What I actually hear Cardinal Vingt-Trois saying is what I heard Cardinal Ratzinger saying in his fateful 1986 CDF document on the "pastoral care" of homosexual persons that defined gay human beings as intrinsically disordered in their very nature. The pope-to-be stated in that document (¶10) that while the Catholic church deplores violence against those who are gay, 
. . . the proper reaction to crimes committed against homosexual persons should not be to claim that the homosexual condition is not disordered. When such a claim is made and when homosexual activity is consequently condoned, or when civil legislation is introduced to protect behavior to which no one has any conceivable right, neither the Church nor society at large should be surprised when other distorted notions and practices gain ground, and irrational and violent reactions increase.

In other words, come out of the closet, and you gay folks should expect violence--and we churchmen who claim to "love" you wash our hands of any bloody consequences your unwise decision to come out of the closet brings down on your heads. We absolve ourselves of any responsibility for eliciting the kind of anti-gay violence that Wilfred de Bruijn has just directly attributed to Ms. Barjot and the bishop of Avignon.

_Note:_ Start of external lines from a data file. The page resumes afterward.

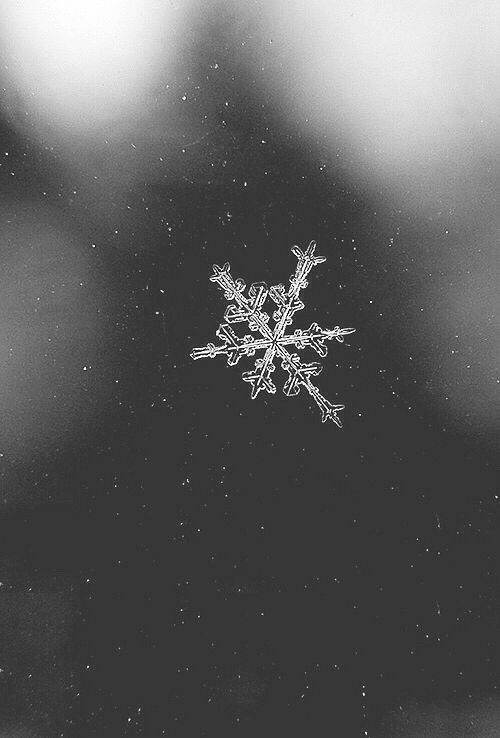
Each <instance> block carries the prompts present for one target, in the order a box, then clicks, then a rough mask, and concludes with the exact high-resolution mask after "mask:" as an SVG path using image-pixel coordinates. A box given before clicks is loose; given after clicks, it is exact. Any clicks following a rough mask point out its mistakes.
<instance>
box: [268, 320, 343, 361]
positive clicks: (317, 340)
mask: <svg viewBox="0 0 500 738" xmlns="http://www.w3.org/2000/svg"><path fill="white" fill-rule="evenodd" d="M355 330H356V329H355V328H339V326H338V325H337V326H335V328H333V329H332V330H328V329H325V328H320V327H319V325H318V324H317V323H311V325H310V326H309V328H307V329H306V330H301V329H300V328H297V329H296V330H295V331H294V332H293V333H291V334H290V335H284V336H282V337H281V338H280V339H279V343H280V345H281V346H288V345H290V344H293V345H294V346H295V348H297V349H299V350H301V349H304V348H306V346H310V347H311V348H312V349H314V350H315V351H316V353H317V354H319V355H320V356H322V357H324V356H326V355H327V353H328V349H327V348H326V346H325V341H331V340H332V339H333V338H335V339H337V341H339V343H343V342H344V336H347V335H348V334H349V333H354V331H355Z"/></svg>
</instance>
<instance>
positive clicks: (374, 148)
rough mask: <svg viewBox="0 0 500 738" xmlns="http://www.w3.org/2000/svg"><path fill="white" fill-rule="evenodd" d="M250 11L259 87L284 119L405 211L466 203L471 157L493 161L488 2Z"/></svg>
mask: <svg viewBox="0 0 500 738" xmlns="http://www.w3.org/2000/svg"><path fill="white" fill-rule="evenodd" d="M262 12H263V15H264V16H265V20H264V21H263V23H262V25H261V29H262V32H263V33H264V34H265V37H266V38H268V39H269V40H270V41H272V44H271V43H269V45H268V47H267V48H268V49H269V51H268V52H267V53H266V63H267V67H266V72H267V73H266V75H265V77H266V79H267V81H268V83H269V84H270V85H271V86H272V87H273V89H274V91H275V92H276V93H277V94H280V95H283V96H284V97H285V98H286V100H287V108H286V110H287V117H288V118H289V119H291V120H302V121H307V123H306V124H305V125H304V128H305V129H309V130H310V129H311V126H312V128H313V130H314V129H316V130H318V129H319V130H320V132H321V133H326V135H327V136H330V137H331V140H332V143H334V144H335V145H338V146H340V148H341V150H342V148H344V147H346V149H347V151H348V161H349V163H348V166H349V167H350V168H351V171H352V174H353V175H354V176H355V177H357V178H359V177H363V179H364V180H366V179H368V181H370V180H371V182H372V183H375V184H377V186H379V185H380V183H383V185H389V186H390V187H394V188H395V189H396V190H398V189H399V194H400V195H401V194H402V195H403V196H406V195H408V196H409V197H408V201H409V202H411V204H412V206H414V205H421V204H424V205H428V204H429V202H430V201H431V199H432V197H436V196H441V195H443V197H444V198H445V199H447V201H448V203H456V201H457V199H458V201H461V202H463V201H464V200H467V199H468V198H469V196H470V195H471V194H472V197H473V199H474V187H475V186H476V179H475V177H476V173H477V172H476V170H477V160H478V157H481V156H489V155H491V156H493V157H494V158H495V159H496V160H497V161H499V152H498V142H499V139H500V55H499V54H498V49H499V48H500V3H498V2H497V1H496V0H477V1H476V2H455V1H453V2H451V0H421V1H420V2H415V1H414V0H377V1H376V2H374V1H373V0H335V2H333V1H332V0H307V1H306V0H271V2H264V3H263V4H262ZM471 170H472V171H471ZM471 182H472V187H471ZM471 190H472V192H471Z"/></svg>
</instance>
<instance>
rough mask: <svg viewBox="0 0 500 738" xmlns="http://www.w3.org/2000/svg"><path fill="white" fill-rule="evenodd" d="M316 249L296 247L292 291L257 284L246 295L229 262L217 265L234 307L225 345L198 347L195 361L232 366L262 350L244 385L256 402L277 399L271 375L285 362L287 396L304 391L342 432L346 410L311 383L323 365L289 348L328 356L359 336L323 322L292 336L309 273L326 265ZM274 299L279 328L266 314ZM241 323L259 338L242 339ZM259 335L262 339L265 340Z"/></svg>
mask: <svg viewBox="0 0 500 738" xmlns="http://www.w3.org/2000/svg"><path fill="white" fill-rule="evenodd" d="M315 249H316V244H315V242H314V241H311V242H310V243H309V246H308V247H307V249H306V250H305V251H302V249H300V248H299V247H298V246H294V247H293V248H292V252H293V254H294V255H295V256H296V257H297V266H296V268H295V272H294V274H292V276H291V277H290V287H289V288H288V290H286V289H285V287H284V285H282V284H278V285H275V286H274V287H271V288H270V289H268V287H267V285H266V283H265V282H254V283H253V284H252V285H251V286H250V288H249V290H248V295H247V296H245V294H244V292H245V289H246V285H245V282H244V281H243V280H242V279H236V280H235V279H234V278H233V276H232V275H231V271H230V266H229V264H228V263H226V264H224V265H223V266H222V267H219V266H217V265H214V273H213V275H212V276H211V277H210V279H211V281H212V282H216V283H217V284H218V285H219V287H220V288H221V289H222V290H223V292H224V297H225V298H226V300H228V302H229V305H228V306H227V308H226V311H225V313H224V320H225V322H222V323H221V324H220V325H219V328H218V329H217V331H216V335H217V336H218V338H220V339H221V341H222V343H221V344H219V345H215V344H214V343H208V344H207V345H206V346H203V347H201V348H195V349H193V350H192V351H191V357H192V358H193V359H201V358H214V357H216V356H219V355H225V356H226V357H227V363H228V364H230V365H234V364H237V363H238V361H239V360H240V359H241V358H243V357H251V356H254V355H255V354H256V353H257V351H264V354H263V356H262V357H260V358H257V359H256V360H255V364H254V368H253V369H252V370H250V371H247V372H244V373H243V374H242V379H243V381H245V382H248V383H249V384H250V386H251V397H252V399H255V398H256V397H257V396H258V395H259V393H260V392H262V391H265V392H268V393H270V394H275V392H276V385H275V384H274V382H273V380H272V378H271V375H272V374H273V373H274V372H275V370H276V366H275V360H276V359H279V360H281V368H282V369H284V370H285V371H286V372H287V374H288V378H287V380H286V382H285V384H284V387H283V391H284V393H285V394H286V395H287V396H293V395H297V394H298V393H299V392H300V389H301V387H303V388H304V389H305V390H306V391H307V392H308V394H309V395H310V397H312V399H313V400H314V402H315V403H316V405H317V406H318V407H319V409H320V411H321V419H322V421H323V422H326V421H327V420H331V421H332V422H334V423H335V424H336V425H337V426H338V427H339V428H341V427H342V423H341V421H340V418H339V416H338V413H339V411H340V410H343V409H344V405H334V404H332V403H331V402H329V400H327V399H326V398H325V397H324V396H323V395H322V394H321V392H320V390H319V389H318V388H317V387H316V385H315V384H314V383H313V382H312V379H311V377H315V376H317V375H318V374H319V373H320V372H321V369H322V367H321V365H320V364H319V363H318V362H311V363H305V362H302V361H301V360H300V358H299V355H298V354H296V353H292V354H291V353H289V351H288V349H287V347H288V346H294V347H295V348H296V349H297V350H299V351H301V350H303V349H305V348H311V349H313V350H314V351H316V353H317V354H319V355H320V356H322V357H324V356H326V355H327V347H326V345H325V344H326V342H327V341H331V340H333V339H336V340H337V341H338V342H339V343H342V342H343V341H344V336H346V335H348V334H350V333H353V332H354V331H355V328H340V327H339V326H335V328H333V329H324V328H320V326H319V325H318V324H317V323H312V324H311V325H310V326H309V328H307V329H296V330H295V331H294V332H293V333H291V334H287V333H286V330H287V326H288V325H290V324H291V323H292V321H293V316H294V314H295V313H296V312H297V311H298V310H302V309H303V308H304V303H303V302H302V301H301V300H300V298H299V295H300V291H301V290H303V289H305V288H306V287H307V284H308V282H307V279H306V278H307V276H308V274H309V272H310V271H311V269H312V268H313V267H314V266H316V265H317V264H321V263H322V262H323V261H325V257H324V256H315ZM268 297H270V298H271V299H272V300H273V302H274V303H275V305H276V309H275V310H274V312H273V314H272V320H273V321H274V327H271V325H270V316H269V315H268V314H267V313H266V312H264V310H263V306H264V304H265V302H266V300H267V298H268ZM237 323H247V324H248V327H249V329H250V330H251V331H252V333H253V334H254V335H245V336H243V337H242V338H240V337H239V336H238V335H237V334H236V333H235V331H234V330H233V328H232V327H231V326H232V325H234V324H237ZM255 334H260V336H258V335H257V336H256V335H255Z"/></svg>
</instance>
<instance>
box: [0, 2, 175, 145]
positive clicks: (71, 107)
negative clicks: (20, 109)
mask: <svg viewBox="0 0 500 738" xmlns="http://www.w3.org/2000/svg"><path fill="white" fill-rule="evenodd" d="M179 19H180V11H179V10H178V9H177V8H176V7H175V6H174V5H173V4H172V3H169V2H161V1H160V0H22V2H19V1H18V0H3V1H2V3H1V4H0V28H1V30H0V34H1V40H2V42H3V44H4V47H5V51H6V57H7V65H8V74H9V75H10V84H11V85H13V86H14V87H15V89H16V93H17V94H18V95H20V96H21V98H22V100H23V103H24V105H25V106H26V108H28V110H29V111H30V113H31V114H32V115H34V117H35V119H38V122H41V123H49V124H51V125H56V126H59V127H62V128H67V129H69V132H71V133H82V132H85V131H89V130H92V129H94V128H96V127H99V126H101V125H102V124H105V123H107V122H109V121H110V120H113V121H114V120H118V121H120V120H121V119H122V118H124V117H125V118H126V117H128V116H131V115H132V116H134V115H136V114H138V113H140V111H141V107H142V106H143V105H144V96H145V94H146V93H147V92H148V90H149V87H150V85H151V84H152V82H153V81H154V79H155V76H156V75H158V73H159V70H160V67H161V65H162V64H163V63H164V62H165V60H166V58H168V57H169V56H170V54H171V53H172V51H173V43H174V40H175V33H174V32H178V31H179V25H178V23H179Z"/></svg>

There's a mendaciousness about these claims that one's hands are clean of blood, isn't there, when one's own words and one's own ideology are stirring the very violence one claims to deplore? It seems to me that instead of jangling on about the bogus "violence" of laws granting same-sex couples the same rights opposite-sex couples enjoy in the area of civil marriage, Catholic pastoral leaders would be better advised to denounce the real violence of fascist thugs who think (and why shouldn't they?) that they have the blessing of those same hierarchical leaders as they stomp the face of a gay man into the pavement.
Or perhaps they should be ringing some warning bells about the well-documented attempts of the American (and largely Catholic and secretly funded) anti-gay group the National Organization for Marriage to sow the seeds of social animosity in France that this group has sought already to sow in the U.S., where documents made public in lawsuits in Maine show that NOM has deliberately sought to set people of color and gay people against each other and to fan hostilities between the two communities.
Or perhaps they should be asking what would be an authentically pastoral response to the call of some Catholics like Pat Buchanan for civil disobedience to protest the extension of human rights to LGBT human beings. Or they should be wondering what signals they give to society at large when they defrock a priest for supporting marriage equality while a bishop like Robert Finn in Kansas City, who has been convicted of criminal behavior by shielding a priest possessing pornographic pictures of little girls, is allowed to continue sitting placidly on his episcopal throne after that criminal conviction.
Just saying. These are steps they might take if they expect people to take their moral counsel and ruminations about violence seriously, it seems to me.